Hinode was planned as a three-year mission to explore the magnetic fields of the Sun. It consists of a coordinated set of optical, extreme ultraviolet (EUV), and x-ray instruments to investigate the interaction between the Sun's magnetic field and its corona. The result will be an improved understanding of the mechanisms that power the solar atmosphere and drive solar eruptions. The EUV imaging spectrometer (EIS) was built by a consortium led by the Mullard Space Science Laboratory (MSSL) in the UK. NASA, the space agency of the United States, was involved with three science instrument components: the Focal Plane Package (FPP), the X-Ray Telescope (XRT), and the Extreme Ultraviolet Imaging Spectrometer (EIS) and shares operations support for science planning and instrument command generation. The mission was extended to the end of 2020 with a likely extension lasting until 2022.
Hinode carries three main instruments to study the Sun.

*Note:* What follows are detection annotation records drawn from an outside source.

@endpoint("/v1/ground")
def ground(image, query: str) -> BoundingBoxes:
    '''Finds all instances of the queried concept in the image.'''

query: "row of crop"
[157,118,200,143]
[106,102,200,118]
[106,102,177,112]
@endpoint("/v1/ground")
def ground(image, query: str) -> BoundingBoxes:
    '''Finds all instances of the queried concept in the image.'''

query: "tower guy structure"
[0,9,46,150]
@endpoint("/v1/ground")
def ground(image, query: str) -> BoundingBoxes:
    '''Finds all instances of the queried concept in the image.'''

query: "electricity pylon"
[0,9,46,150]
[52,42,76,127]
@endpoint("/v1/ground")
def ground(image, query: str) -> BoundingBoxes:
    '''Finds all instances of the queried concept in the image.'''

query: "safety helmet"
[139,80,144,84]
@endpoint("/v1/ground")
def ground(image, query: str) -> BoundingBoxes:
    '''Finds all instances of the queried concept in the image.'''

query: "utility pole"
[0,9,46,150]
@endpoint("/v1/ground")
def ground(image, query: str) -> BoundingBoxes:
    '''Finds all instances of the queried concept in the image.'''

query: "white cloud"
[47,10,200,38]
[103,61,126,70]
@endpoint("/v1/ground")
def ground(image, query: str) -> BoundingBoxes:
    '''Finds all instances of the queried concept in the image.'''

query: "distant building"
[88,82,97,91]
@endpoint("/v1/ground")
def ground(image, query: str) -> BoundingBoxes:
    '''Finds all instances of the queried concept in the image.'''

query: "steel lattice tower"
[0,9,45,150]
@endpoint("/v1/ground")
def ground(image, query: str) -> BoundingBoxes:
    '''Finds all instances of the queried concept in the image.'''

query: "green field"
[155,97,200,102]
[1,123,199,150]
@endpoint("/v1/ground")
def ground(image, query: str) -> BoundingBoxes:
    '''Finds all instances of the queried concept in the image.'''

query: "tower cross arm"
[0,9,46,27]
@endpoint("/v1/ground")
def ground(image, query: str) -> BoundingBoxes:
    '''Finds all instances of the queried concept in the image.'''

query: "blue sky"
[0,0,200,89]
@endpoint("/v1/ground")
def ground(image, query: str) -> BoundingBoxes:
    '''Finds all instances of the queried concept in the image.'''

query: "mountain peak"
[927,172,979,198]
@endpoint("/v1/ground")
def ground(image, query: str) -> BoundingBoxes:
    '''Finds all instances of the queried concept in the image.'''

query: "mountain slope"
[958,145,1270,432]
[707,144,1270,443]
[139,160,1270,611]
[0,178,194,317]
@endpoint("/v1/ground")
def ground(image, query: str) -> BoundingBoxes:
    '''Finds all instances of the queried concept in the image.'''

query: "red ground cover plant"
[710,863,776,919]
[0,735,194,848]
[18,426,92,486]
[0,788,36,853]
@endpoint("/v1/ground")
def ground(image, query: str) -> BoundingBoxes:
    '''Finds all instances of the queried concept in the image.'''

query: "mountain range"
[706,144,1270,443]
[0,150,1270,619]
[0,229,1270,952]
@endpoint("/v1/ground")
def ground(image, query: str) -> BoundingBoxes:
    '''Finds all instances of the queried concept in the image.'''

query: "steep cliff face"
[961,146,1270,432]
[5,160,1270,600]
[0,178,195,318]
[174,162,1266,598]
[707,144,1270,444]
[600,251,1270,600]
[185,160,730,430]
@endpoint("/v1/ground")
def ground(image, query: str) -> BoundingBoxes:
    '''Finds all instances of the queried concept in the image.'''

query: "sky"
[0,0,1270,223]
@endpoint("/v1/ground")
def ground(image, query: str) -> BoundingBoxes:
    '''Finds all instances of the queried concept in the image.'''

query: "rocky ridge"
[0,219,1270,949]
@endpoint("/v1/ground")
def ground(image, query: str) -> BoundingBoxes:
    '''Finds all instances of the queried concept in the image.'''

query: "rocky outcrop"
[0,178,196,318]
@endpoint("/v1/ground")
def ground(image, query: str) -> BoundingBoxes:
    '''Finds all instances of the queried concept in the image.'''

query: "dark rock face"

A 0.5 meter Gregorian optical telescope with an angular resolution of about 0.2 arcsecond over the field of view of about 400 x 400 arcsec. At the SOT focal plane, the Focal Plane Package (FPP) built by the Lockheed Martin Solar and Astrophysics Laboratory in Palo Alto, California consists of three optical instruments: the Broadband Filter Imager (BFI) which produces images of the solar photosphere and chromosphere in six wide-band interference filters; the Narrowband Filter Imager (NFI) which is a tunable Lyot-type birefringent filter capable of producing magnetogram and dopplergram images of the solar surface; and the Spectropolarimeter (SP) which produces the most sensitive vector magnetograph maps of the photosphere to date.
The FPP also includes a Correlation Tracker (CT) which locks onto solar granulation to stabilize the SOT images to a fraction of an arcsecond. The spatial resolution of the SOT is a factor of 5 improvement over previous space-based solar telescopes (e.g., the MDI instrument on the SOHO).
A modified Wolter I telescope design that uses grazing incidence optics to image the solar corona's hottest components (0.5 to 10 Million K) with an angular resolution consistent with 1 arcsec pixels at the CCD. The telescope has an imaging field of view of 34 arcminutes. It is capable of capturing an image of the full sun when pointed at the center of the solar disk. The telescope was designed and built by Smithsonian Astrophysical Observatory (SAO), which, with the Harvard College Observatory (HCO) form the Harvard-Smithsonian Center for Astrophysics (CfA). The camera was developed by NAOJ and JAXA.
A normal incidence extreme ultraviolet (EUV) spectrometer that obtains spatially resolved spectra in two wavelength bands: 17.0–21.2 and 24.6–29.2 nm. Spatial resolution is around 2 arcsec, and the field of view is up to 560 x 512 arcsec2. The emission lines in the EIS wavelength bands are emitted at temperatures ranging from 50,000 K to 20 million K. EIS is used to identify the physical processes involved in heating the solar corona.